Plug-ins like Flash have provided a way to get interactivity in the browser for over a decade but they tend to have heavy footprints and require downloads. The upside of using plug-ins is that they provided consistent behavior across all platforms – provided you have the plug-in installed. This is why they have gained the popularity and ubiquity they have. There was no other way to have interactivity and consistency across platforms and browsers without them.
The movement in the industry that we are categorizing as HTML5 is really about developing a set of standards that all browsers across all devices can consume that provides a consistent user experience. The marketplace is demanding that the standard experience enable the ability for manipulation through interactivity by the user and have a small, lightweight footprint.
HTML5 is the latest generation mark-up language being adopted by the W3C. By itself, HTML5 as a mark-up language would hold little comparison to the interactive user experience of Flash. What makes HTML5 interesting is jQuery and Cascading Style Sheets 3.0 (CSS). jQuery’s ability to manipulate the document object model (DOM) and dynamically change style and behavior is where the rich interactive user experience begins.
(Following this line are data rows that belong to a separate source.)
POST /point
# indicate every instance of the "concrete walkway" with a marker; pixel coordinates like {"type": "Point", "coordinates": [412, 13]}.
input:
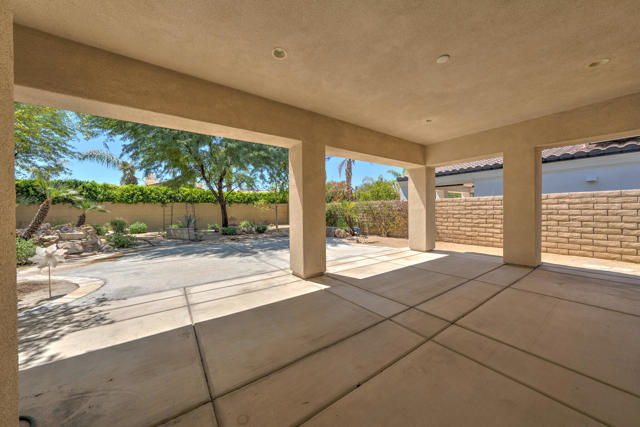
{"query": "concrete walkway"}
{"type": "Point", "coordinates": [175, 265]}
{"type": "Point", "coordinates": [390, 338]}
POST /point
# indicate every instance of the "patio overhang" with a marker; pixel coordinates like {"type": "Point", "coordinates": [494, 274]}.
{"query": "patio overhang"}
{"type": "Point", "coordinates": [346, 89]}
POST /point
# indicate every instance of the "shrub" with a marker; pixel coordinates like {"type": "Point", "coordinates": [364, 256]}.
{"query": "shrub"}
{"type": "Point", "coordinates": [138, 227]}
{"type": "Point", "coordinates": [25, 249]}
{"type": "Point", "coordinates": [118, 225]}
{"type": "Point", "coordinates": [100, 193]}
{"type": "Point", "coordinates": [122, 240]}
{"type": "Point", "coordinates": [229, 231]}
{"type": "Point", "coordinates": [100, 229]}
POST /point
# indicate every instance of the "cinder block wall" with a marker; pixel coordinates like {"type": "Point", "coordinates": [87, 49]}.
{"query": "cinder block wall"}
{"type": "Point", "coordinates": [603, 224]}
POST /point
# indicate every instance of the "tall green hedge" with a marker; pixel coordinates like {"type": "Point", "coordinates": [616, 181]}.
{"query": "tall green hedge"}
{"type": "Point", "coordinates": [130, 194]}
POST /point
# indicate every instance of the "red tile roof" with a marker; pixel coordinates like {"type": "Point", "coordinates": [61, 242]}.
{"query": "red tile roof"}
{"type": "Point", "coordinates": [591, 149]}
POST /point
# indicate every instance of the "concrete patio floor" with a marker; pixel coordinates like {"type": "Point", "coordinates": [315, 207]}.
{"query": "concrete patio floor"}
{"type": "Point", "coordinates": [394, 337]}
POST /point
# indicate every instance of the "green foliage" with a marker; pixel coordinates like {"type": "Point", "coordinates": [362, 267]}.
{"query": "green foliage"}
{"type": "Point", "coordinates": [381, 217]}
{"type": "Point", "coordinates": [378, 190]}
{"type": "Point", "coordinates": [119, 240]}
{"type": "Point", "coordinates": [25, 249]}
{"type": "Point", "coordinates": [229, 231]}
{"type": "Point", "coordinates": [130, 194]}
{"type": "Point", "coordinates": [42, 138]}
{"type": "Point", "coordinates": [118, 225]}
{"type": "Point", "coordinates": [221, 164]}
{"type": "Point", "coordinates": [100, 229]}
{"type": "Point", "coordinates": [138, 227]}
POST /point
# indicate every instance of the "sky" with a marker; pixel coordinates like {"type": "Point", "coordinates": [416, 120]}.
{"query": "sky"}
{"type": "Point", "coordinates": [91, 171]}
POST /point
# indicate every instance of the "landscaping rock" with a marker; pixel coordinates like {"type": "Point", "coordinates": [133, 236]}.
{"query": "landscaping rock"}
{"type": "Point", "coordinates": [72, 235]}
{"type": "Point", "coordinates": [74, 247]}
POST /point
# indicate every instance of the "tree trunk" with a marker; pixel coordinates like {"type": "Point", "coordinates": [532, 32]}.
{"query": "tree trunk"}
{"type": "Point", "coordinates": [223, 212]}
{"type": "Point", "coordinates": [37, 221]}
{"type": "Point", "coordinates": [81, 219]}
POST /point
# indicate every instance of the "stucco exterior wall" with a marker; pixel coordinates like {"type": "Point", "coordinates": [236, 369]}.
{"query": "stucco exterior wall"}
{"type": "Point", "coordinates": [154, 215]}
{"type": "Point", "coordinates": [612, 172]}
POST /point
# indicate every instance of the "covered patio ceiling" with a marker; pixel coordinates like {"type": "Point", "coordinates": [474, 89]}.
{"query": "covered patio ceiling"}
{"type": "Point", "coordinates": [374, 63]}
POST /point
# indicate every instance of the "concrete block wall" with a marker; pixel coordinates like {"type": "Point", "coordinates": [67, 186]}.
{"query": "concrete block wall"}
{"type": "Point", "coordinates": [470, 221]}
{"type": "Point", "coordinates": [603, 224]}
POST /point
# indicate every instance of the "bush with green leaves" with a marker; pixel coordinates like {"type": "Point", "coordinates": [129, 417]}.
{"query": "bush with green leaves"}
{"type": "Point", "coordinates": [138, 227]}
{"type": "Point", "coordinates": [229, 231]}
{"type": "Point", "coordinates": [100, 229]}
{"type": "Point", "coordinates": [119, 240]}
{"type": "Point", "coordinates": [25, 249]}
{"type": "Point", "coordinates": [118, 225]}
{"type": "Point", "coordinates": [130, 194]}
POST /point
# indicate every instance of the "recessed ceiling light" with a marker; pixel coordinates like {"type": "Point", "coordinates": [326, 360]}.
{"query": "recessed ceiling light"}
{"type": "Point", "coordinates": [602, 61]}
{"type": "Point", "coordinates": [279, 53]}
{"type": "Point", "coordinates": [443, 59]}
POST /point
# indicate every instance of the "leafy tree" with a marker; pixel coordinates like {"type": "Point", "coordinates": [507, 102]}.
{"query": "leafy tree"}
{"type": "Point", "coordinates": [86, 206]}
{"type": "Point", "coordinates": [109, 159]}
{"type": "Point", "coordinates": [51, 190]}
{"type": "Point", "coordinates": [221, 164]}
{"type": "Point", "coordinates": [42, 138]}
{"type": "Point", "coordinates": [275, 172]}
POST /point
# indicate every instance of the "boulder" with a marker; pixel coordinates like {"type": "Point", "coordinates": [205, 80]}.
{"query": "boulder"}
{"type": "Point", "coordinates": [340, 233]}
{"type": "Point", "coordinates": [72, 235]}
{"type": "Point", "coordinates": [72, 247]}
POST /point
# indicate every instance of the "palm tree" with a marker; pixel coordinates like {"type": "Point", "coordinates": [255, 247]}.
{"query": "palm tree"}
{"type": "Point", "coordinates": [347, 165]}
{"type": "Point", "coordinates": [86, 206]}
{"type": "Point", "coordinates": [51, 191]}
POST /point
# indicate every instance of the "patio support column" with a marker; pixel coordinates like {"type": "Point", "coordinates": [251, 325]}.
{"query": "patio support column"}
{"type": "Point", "coordinates": [307, 209]}
{"type": "Point", "coordinates": [422, 208]}
{"type": "Point", "coordinates": [522, 194]}
{"type": "Point", "coordinates": [8, 313]}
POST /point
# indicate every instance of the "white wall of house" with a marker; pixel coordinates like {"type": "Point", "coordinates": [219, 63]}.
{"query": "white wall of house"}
{"type": "Point", "coordinates": [612, 172]}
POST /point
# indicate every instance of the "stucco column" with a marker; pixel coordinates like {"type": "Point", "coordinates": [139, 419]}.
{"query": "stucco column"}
{"type": "Point", "coordinates": [522, 191]}
{"type": "Point", "coordinates": [307, 209]}
{"type": "Point", "coordinates": [8, 312]}
{"type": "Point", "coordinates": [422, 208]}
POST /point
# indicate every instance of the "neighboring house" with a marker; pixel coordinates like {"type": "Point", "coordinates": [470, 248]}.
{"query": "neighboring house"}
{"type": "Point", "coordinates": [595, 166]}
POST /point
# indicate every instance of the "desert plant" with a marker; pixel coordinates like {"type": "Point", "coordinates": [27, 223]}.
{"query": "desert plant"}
{"type": "Point", "coordinates": [229, 231]}
{"type": "Point", "coordinates": [100, 229]}
{"type": "Point", "coordinates": [25, 249]}
{"type": "Point", "coordinates": [118, 225]}
{"type": "Point", "coordinates": [51, 191]}
{"type": "Point", "coordinates": [86, 206]}
{"type": "Point", "coordinates": [119, 240]}
{"type": "Point", "coordinates": [138, 227]}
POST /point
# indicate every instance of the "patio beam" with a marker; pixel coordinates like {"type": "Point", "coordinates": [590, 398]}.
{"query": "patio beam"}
{"type": "Point", "coordinates": [422, 208]}
{"type": "Point", "coordinates": [307, 210]}
{"type": "Point", "coordinates": [522, 206]}
{"type": "Point", "coordinates": [8, 298]}
{"type": "Point", "coordinates": [61, 73]}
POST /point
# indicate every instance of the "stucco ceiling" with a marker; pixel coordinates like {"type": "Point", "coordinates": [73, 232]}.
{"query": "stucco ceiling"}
{"type": "Point", "coordinates": [372, 62]}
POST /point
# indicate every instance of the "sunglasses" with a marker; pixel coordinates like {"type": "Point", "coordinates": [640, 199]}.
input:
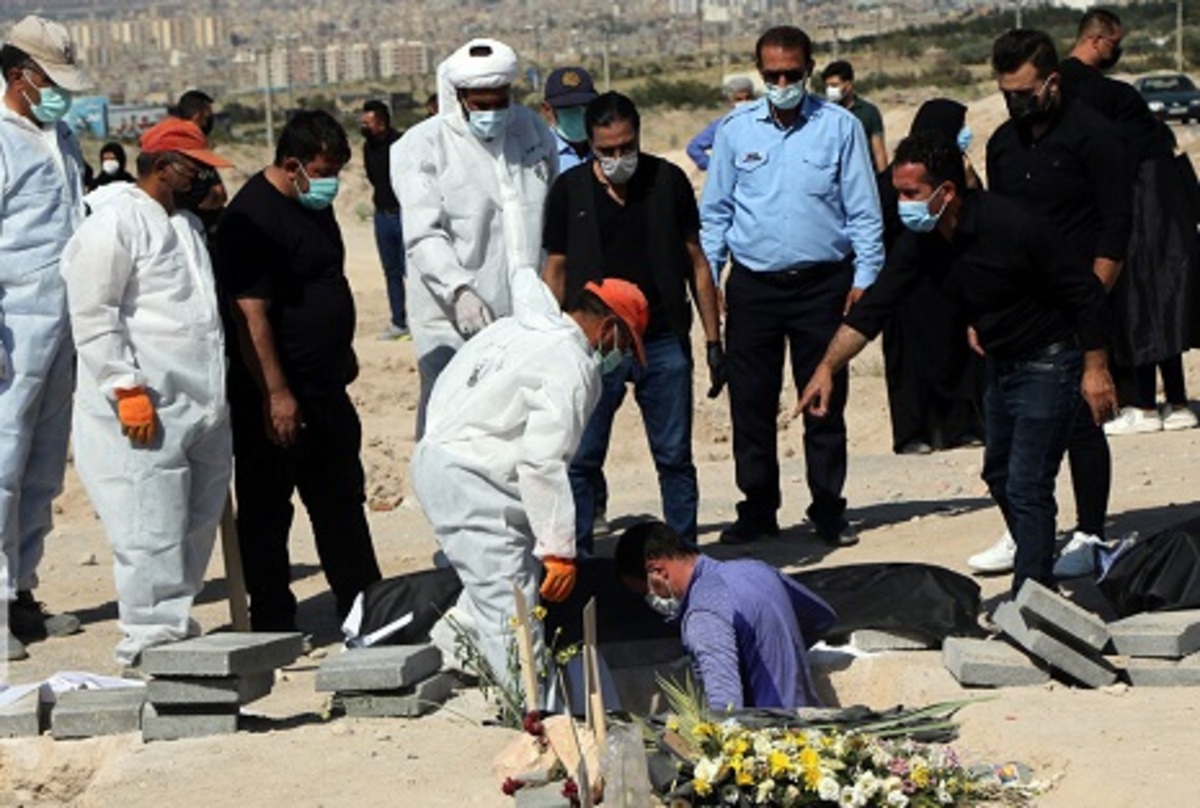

It’s the power of the 3 together that make up the new “HTML5″ paradigm that’s creating the buzz.
The driving force to standardize interactivity and provide consistency across platforms is in what we are calling the Consumerization of IT. Progressive companies no longer want to control the devices, operating systems and browsers an employee may use to consume work-related information. Rather they want to enable and facilitate their use because it increases employee productivity and satisfaction. These devices are primarily tablets or smartphones which drive the need to provide faster, lightweight protocols that suit mobile platforms.
While this shift to the new “HTML5” paradigm helps companies address their device variations, it’s also good for many software vendors. Imagine a software vendor having to rewrite an app every time a new smartphone or major/minor version of an OS is released while still supporting each and every former release. That model is costly and unmanageable – particularly as fast as new devices and OS versions are being released. Using standard technologies frees software vendors from the burden of having to write and support device, OS or browser-specific applications. It’s lightweight, more scalable characteristics make it ideally suited for delivering information from the cloud as well – another major topic in the industry.
Though this shift is certainly upon us, HTML5 by itself will not replace Flash. However, unless these proprietary plug-in vendors reinvent their relevancy, this paradigm shift we’ve labeled “HTML5” certainly will.